The Institution for the Deaf and Dumb was established in Halifax, Nova Scotia in 1856, incorporated in 1982, and it was renamed the School for the Deaf in 1913. The original building on Gottigen Street in Halifax was demolished and a new school built and opened in 1896. From 1896-1961, this school served deaf children from the Atlantic Provinces. Under the Interprovincial School for the Deaf Act (1960), the governments of Nova Scotia and New Brunswick assumed joint responsibility for the operation of the school, moved it to Amherst, Nova Scotia and renamed it Interprovincial School for the Education of the Deaf. Students from all four Atlantic Provinces attended the school. In 1965, Newfoundland students stopped attending, since a new school for deaf students had opened in St. John’s. A vocational school opened on campus in Amherst in 1966 and some students from Newfoundland returned in 1972 to attend this program. Off campus programs in New Brunswick and Nova Scotia were introduced beginning in 1967 and this movement to decentralize educational programs began to grow. In 1975, the school was renamed the Atlantic Provinces Resource Centre for the Hearing Handicapped (APRCHH). The Atlantic Provinces Special Education Authority (APSEA) was formed to oversee both APRCHH and the new Atlantic Provinces Resource Centre for the Visually Handicapped (APRCVH). The Amherst facility’s name changed again 1989 to the Atlantic Provinces Special Education Authority – Resource Centre for the Hearing Impaired (APSEA-RCHI).

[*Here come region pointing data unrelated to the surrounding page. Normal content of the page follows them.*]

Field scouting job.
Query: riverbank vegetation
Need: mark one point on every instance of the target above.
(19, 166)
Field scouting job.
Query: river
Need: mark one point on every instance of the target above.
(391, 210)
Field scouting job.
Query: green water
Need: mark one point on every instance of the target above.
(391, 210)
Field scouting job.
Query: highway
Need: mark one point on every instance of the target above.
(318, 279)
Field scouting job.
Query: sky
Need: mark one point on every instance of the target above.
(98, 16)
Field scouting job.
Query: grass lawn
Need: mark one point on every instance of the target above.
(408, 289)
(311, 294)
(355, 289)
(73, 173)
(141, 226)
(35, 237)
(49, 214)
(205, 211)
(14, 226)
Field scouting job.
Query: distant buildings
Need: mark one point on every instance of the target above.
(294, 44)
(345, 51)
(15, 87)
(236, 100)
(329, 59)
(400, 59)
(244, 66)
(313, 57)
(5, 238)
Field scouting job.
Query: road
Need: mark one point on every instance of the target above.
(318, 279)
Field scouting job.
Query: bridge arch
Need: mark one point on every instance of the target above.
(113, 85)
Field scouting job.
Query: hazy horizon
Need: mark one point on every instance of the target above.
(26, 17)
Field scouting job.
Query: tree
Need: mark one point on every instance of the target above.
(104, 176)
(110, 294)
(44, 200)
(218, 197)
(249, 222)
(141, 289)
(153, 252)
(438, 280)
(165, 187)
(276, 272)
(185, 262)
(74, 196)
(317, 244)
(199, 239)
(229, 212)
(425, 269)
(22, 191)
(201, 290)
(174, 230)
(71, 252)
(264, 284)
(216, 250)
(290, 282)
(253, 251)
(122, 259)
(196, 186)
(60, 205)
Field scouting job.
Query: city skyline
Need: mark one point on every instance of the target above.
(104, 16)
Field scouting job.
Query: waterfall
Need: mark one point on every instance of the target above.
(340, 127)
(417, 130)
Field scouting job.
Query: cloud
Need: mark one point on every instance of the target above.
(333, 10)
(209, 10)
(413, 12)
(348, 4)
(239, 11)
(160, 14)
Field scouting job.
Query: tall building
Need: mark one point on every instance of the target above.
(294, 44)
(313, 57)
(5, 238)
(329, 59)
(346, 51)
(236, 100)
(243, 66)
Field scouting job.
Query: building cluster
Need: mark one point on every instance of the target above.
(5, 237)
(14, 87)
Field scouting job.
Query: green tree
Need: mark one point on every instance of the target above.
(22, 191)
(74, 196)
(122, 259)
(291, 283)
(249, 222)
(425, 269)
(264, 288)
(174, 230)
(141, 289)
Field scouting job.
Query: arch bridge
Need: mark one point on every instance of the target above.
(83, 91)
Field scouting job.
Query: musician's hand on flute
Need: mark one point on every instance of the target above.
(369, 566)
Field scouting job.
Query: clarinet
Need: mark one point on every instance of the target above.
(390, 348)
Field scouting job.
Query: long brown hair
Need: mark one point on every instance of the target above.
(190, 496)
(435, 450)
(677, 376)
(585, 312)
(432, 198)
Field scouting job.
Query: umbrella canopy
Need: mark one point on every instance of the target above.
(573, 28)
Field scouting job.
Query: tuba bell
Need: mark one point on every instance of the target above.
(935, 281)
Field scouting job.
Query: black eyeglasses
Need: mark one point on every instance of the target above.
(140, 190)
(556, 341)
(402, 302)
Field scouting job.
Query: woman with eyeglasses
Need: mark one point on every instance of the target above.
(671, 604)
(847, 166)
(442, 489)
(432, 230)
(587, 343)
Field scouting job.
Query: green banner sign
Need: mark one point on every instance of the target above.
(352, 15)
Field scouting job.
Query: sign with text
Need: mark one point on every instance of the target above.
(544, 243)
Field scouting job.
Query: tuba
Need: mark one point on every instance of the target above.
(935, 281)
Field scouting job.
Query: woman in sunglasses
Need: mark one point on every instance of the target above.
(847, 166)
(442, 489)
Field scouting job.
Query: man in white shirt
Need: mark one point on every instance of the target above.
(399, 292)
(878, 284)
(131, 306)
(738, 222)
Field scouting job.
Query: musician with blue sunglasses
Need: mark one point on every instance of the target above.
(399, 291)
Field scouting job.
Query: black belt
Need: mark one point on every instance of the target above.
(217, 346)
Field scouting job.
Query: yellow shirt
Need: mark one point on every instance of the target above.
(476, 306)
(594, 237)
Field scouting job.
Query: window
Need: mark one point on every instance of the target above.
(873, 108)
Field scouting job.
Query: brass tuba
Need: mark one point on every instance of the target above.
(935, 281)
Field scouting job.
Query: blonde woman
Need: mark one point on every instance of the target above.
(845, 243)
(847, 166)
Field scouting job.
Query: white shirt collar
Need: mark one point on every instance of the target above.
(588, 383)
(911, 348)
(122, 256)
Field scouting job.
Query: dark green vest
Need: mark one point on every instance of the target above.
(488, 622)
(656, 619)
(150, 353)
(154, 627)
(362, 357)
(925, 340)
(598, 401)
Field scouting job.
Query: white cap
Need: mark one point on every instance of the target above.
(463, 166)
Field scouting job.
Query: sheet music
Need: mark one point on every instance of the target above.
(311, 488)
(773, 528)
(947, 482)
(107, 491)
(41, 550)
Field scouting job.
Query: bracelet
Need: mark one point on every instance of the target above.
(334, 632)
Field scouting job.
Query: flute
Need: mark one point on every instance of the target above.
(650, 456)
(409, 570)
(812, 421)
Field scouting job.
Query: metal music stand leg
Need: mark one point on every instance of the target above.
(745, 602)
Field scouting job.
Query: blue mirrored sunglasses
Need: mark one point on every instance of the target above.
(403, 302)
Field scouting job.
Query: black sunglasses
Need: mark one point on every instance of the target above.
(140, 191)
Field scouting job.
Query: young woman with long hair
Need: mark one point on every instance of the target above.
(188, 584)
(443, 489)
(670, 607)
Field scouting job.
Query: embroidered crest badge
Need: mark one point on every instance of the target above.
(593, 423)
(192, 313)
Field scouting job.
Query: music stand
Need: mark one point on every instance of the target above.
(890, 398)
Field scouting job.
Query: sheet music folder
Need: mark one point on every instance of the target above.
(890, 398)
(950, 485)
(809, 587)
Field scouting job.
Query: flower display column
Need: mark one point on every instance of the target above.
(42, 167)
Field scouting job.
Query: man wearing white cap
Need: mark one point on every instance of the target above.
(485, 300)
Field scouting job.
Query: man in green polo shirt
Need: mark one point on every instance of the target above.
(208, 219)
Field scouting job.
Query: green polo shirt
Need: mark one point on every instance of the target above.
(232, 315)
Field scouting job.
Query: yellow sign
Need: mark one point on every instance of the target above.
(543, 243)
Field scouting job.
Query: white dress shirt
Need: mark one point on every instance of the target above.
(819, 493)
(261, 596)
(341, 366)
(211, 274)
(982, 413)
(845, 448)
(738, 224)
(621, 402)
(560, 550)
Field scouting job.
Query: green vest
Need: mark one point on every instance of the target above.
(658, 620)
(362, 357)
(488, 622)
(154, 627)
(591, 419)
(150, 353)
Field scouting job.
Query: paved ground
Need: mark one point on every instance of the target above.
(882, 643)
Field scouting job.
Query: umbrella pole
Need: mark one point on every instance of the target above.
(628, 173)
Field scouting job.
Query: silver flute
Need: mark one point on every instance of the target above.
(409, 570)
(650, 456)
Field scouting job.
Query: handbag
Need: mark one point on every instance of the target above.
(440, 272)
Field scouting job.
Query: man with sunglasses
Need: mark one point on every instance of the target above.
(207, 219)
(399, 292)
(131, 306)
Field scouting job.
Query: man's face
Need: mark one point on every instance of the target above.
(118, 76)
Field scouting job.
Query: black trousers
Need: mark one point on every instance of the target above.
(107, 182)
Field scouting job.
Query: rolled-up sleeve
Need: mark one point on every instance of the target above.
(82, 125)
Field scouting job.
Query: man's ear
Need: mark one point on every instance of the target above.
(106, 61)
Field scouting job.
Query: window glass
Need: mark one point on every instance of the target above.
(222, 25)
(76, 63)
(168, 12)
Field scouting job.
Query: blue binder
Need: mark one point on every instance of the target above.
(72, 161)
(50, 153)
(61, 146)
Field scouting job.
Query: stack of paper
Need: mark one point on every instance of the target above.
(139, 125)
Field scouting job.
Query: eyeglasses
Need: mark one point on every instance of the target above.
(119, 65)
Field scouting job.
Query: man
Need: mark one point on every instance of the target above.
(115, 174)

By 1991, mainstreaming resulted in enrolment declines in both APSEA-RCHI and the Sir Frederick Fraser School for the Blind in Halifax, and merging the two schools was under consideration. The decision was made in 1994 to consolidate the schools and APSEA-RCHI closed at the end of the 1994-95 school year, moving some operations and services to the APSEA Centre on South Street in Halifax. Students were then educated in mainstreamed settings or in various day classes throughout the province and came to the APSEA Centre for assessments and short term placements.